Prevention is better than cure! All these things might sound like greek or latin to you but it will be a good idea to check Ministry of Corporate Affair’s website once in a while to know the latest updates. Companies should be aware about the basic compliances and take necessary action with respect to restructuring of Board of Directors, allotment of shares, acceptance of deposits, reporting major activities to ROC etc.

Also, using a good accounting software from day 1 of starting up the business can help you manage most of these things without much effort.

[box type=”shadow” ]About Author: Harshal Katre is a co-founder of ProfitBooks – an accounting software for small business that offers free unlimited CA consultation. He often writes about latest tech, startup tips and growth strategies. Follow him at @harshalkatre[/box]

  1. Nikhil says

    I think there had been an amendment in September 2015 that loans can be taken from relatives of directors. Please clarify.

    1. HS says

      Yes, as per Rule 2(c)(viii) of the Companies (Acceptance of Deposits) Rules, 2014 the loan taken from someone who at the time of taking such loan was a director in the company or a relative of the director is allowed subject to certain conditions.

      Condition being that the Director must declare that such loan has been given out of private funds and not borrowed.

  2. ashok kumar gupta says

    i want to open a new private limited company. whose works in take deposit as rd, fd, dds etc. types and give loan assecured & unsecured . can i do it .

  3. Apurv Dixit says

    hello everyone!

    would anyone elucidate point no. 3. Lets say, i m the director of my Pvt. Ltd. Company. So can i borrow unsecured loan from unknown person (not relative) & further i m using it in my company? If not, then how can i arrange capital?
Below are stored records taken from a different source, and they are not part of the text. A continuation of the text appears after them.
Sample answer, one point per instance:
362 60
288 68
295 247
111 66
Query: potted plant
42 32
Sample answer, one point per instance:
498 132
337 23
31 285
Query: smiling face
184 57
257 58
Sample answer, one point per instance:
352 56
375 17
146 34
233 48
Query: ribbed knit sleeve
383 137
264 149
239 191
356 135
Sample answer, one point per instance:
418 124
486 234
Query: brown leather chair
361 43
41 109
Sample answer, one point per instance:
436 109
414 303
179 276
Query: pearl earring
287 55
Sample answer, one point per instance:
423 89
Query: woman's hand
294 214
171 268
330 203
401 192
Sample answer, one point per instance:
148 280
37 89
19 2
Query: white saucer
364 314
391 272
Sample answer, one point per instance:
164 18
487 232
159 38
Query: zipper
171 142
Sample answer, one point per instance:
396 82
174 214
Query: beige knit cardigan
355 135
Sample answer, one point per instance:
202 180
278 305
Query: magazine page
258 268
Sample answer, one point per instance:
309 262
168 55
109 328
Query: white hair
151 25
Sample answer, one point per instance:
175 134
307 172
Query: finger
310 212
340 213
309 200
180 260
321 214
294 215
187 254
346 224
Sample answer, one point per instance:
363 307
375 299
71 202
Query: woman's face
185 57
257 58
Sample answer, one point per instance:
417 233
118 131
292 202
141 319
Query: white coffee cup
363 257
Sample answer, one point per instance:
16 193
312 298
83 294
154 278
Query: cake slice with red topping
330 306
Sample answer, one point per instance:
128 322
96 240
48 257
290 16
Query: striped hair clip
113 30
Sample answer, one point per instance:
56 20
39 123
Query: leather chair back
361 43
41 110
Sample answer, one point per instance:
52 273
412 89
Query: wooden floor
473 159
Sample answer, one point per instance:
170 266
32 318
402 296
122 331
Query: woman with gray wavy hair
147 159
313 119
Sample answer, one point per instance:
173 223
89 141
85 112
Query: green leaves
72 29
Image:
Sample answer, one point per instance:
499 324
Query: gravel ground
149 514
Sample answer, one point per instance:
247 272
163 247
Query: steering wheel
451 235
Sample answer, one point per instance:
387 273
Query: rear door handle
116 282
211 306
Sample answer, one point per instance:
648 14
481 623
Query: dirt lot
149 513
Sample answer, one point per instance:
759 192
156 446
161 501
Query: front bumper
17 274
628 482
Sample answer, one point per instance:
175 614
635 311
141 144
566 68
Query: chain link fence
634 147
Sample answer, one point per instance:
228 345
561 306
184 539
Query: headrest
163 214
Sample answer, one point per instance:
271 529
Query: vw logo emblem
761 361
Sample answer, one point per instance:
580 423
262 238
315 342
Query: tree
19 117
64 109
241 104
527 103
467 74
    well i have invested my money in some Pvt. Ltd. companies. So is there any method which can allow me to invest in pvt. ltd. companies?

    1. s.venkatesan says

      Is there is any new amendment that a private limited company turnover of 50 crores per year can buy unsecured loan? Pl clarrify.

    2. CA. Bhavesh Savla says

      Now you can do it as the deposit rules are no longer applicable to private limited Companies

      CA. Bhavesh Savla
      [email protected]

  4. s m shah says

    Sir, can a private limited company accept secured and unsecured loans from its directors?

  5. Harshal says

    Hi Bhavesh.
    Taking deposits from public was allowed for PVt Ltd companies before Companies act 2013 and those companies need to comply with new act as stated in point #4.

    Thanks for the additional details that you have provided in your comment.

  6. CA. Bhavesh Savla says

    No. 4 is not at all applicable for pvt ltd companies as they cant take deposits from public. The Act and Rules expressly prohibit that.

    As regards No. 3, not all loans are covered by the definition of deposits. There are many many exceptions to the definition of deposits such as loans from banks or raising debentures or ECB. so no need to have any problems with that.

    One of the big compliance introduced is filing of MGT-14 (Form 23 in Companies Act 1956) . Scope of filing MGT -14 has been introduced so much . One needs to list out every business in BoD and compare it with section 179 and section 117 so that if anything falls in that scope. MGT 14 is filed in time.

    The author is spot on when he recommends good accounting practices from the start.